UN rights investigator says militant Islamists threaten to radicalize Syrian conflict

The head of a U.N.-appointed panel probing alleged war crimes in Syria warned Tuesday that the presence of hundreds of radical Islamists threatens to radicalize the 19-month conflict which is already witnessing a dramatic rise in ethnic tensions.

Brazilian professor Paulo Sergio Pinheiro said at a news conference that the panel is afraid these foreign militants and radical Jihadists are not fighting for democracy and freedom but have their own radical agendas.

"I think this is a presence that worries us very much," he said. "Their presence can contribute to the radicalization in this conflict ... (and) is particularly dangerous in an already very volatile conflict."

From the 1,100 interviews the panel has conducted, Pinheiro said, the panel found that foreign combatants come from 11 countries but it doesn't have specific numbers.

Pinheiro said human rights violations by both sides "have escalated dramatically" in recent months though the scale and gravity of the opposition's violations is less than the government's.

Pinheiro and fellow commission member Karen AbuZayd said they had seen no sign that codes of conduct adopted by the Free Syrian Army and the government were being implemented.

"No one seems to be exercising any control over some of the worst things that are happening," Abu Zayd said.

The Independent Commission of Inquiry on Syria, appointed by the U.N. Human Rights Council, recently had its mandate to document, register and monitor alleged rights violations and war crimes extended until March 2013.

Pinheiro stressed that the panel is not a war crimes tribunal that can prosecute alleged perpetrators, though it has produced two lists of individuals and units believed responsible for serious violations.

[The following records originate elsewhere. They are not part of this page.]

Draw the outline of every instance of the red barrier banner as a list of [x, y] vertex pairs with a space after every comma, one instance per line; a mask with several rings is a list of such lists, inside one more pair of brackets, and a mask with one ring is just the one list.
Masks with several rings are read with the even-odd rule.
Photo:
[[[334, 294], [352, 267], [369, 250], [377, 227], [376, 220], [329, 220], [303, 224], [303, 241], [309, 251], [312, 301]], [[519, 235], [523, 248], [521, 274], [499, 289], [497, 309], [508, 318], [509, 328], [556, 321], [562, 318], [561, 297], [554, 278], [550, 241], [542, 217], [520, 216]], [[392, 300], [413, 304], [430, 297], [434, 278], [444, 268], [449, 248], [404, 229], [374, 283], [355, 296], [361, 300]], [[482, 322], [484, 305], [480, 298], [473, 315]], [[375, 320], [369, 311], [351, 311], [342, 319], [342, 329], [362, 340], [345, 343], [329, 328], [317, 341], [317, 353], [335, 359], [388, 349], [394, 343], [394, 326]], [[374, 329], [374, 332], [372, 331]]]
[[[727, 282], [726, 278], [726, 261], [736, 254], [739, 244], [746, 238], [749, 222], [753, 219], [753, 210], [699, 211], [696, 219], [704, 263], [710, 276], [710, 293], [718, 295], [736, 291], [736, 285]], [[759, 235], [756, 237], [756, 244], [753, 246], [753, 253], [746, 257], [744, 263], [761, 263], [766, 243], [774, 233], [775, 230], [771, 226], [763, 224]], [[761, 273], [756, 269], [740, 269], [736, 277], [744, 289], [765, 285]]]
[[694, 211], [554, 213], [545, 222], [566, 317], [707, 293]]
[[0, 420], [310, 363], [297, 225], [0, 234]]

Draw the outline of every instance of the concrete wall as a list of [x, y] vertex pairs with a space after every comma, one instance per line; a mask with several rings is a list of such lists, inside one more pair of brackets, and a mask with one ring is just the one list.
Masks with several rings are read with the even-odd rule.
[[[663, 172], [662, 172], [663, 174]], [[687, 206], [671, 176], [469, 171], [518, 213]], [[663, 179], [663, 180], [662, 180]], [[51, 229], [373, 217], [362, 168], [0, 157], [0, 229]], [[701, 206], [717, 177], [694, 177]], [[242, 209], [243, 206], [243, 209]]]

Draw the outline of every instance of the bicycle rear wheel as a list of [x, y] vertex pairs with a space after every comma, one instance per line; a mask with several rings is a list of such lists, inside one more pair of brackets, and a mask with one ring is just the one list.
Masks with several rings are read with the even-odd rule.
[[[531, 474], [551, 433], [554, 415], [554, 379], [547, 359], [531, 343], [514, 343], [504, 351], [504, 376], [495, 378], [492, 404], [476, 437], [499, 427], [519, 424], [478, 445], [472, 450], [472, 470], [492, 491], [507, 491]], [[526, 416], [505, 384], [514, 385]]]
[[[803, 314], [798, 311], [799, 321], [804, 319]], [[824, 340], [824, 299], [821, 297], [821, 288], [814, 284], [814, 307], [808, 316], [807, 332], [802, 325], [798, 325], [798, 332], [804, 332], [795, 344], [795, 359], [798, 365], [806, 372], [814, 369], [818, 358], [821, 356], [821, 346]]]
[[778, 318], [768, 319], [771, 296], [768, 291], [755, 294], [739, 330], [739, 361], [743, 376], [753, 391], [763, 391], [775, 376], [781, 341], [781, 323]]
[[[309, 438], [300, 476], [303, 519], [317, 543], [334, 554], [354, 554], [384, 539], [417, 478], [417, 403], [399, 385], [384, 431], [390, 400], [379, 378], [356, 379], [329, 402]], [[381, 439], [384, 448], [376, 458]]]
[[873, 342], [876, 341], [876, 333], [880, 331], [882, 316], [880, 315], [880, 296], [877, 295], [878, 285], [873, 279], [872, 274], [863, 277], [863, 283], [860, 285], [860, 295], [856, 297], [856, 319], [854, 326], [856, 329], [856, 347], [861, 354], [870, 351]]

The only body that can prosecute offenders is the International Criminal Court, but that requires a referral from the deeply divided U.N. Security Council where Russia and China have vetoed three resolutions trying to pressure Syrian President Bashar Assad to end the fighting that activist say has killed more than 30,000 people.

Pinheiro said that at a private meeting with council members last Friday he and fellow commission member Karen AbuZayd "delicately mentioned" that it was their responsibility to ensure accountability for alleged war crimes and violations of international human rights law.

The commission conducted the 1,100 interviews outside the country, including a few by phone and by Skype to people inside, he said.

AbuZayd said the number of refugees has increased dramatically from 100,000 in June to 350,000 today, adding that Syrians are fleeing not only because of the fighting but because of the shortage of food, fuel, water, an economy going downhill, and a 30 percent decline in the value of Syria's currency, the pound. She added that 589,000 buildings, large and small, are documented to have been destroyed.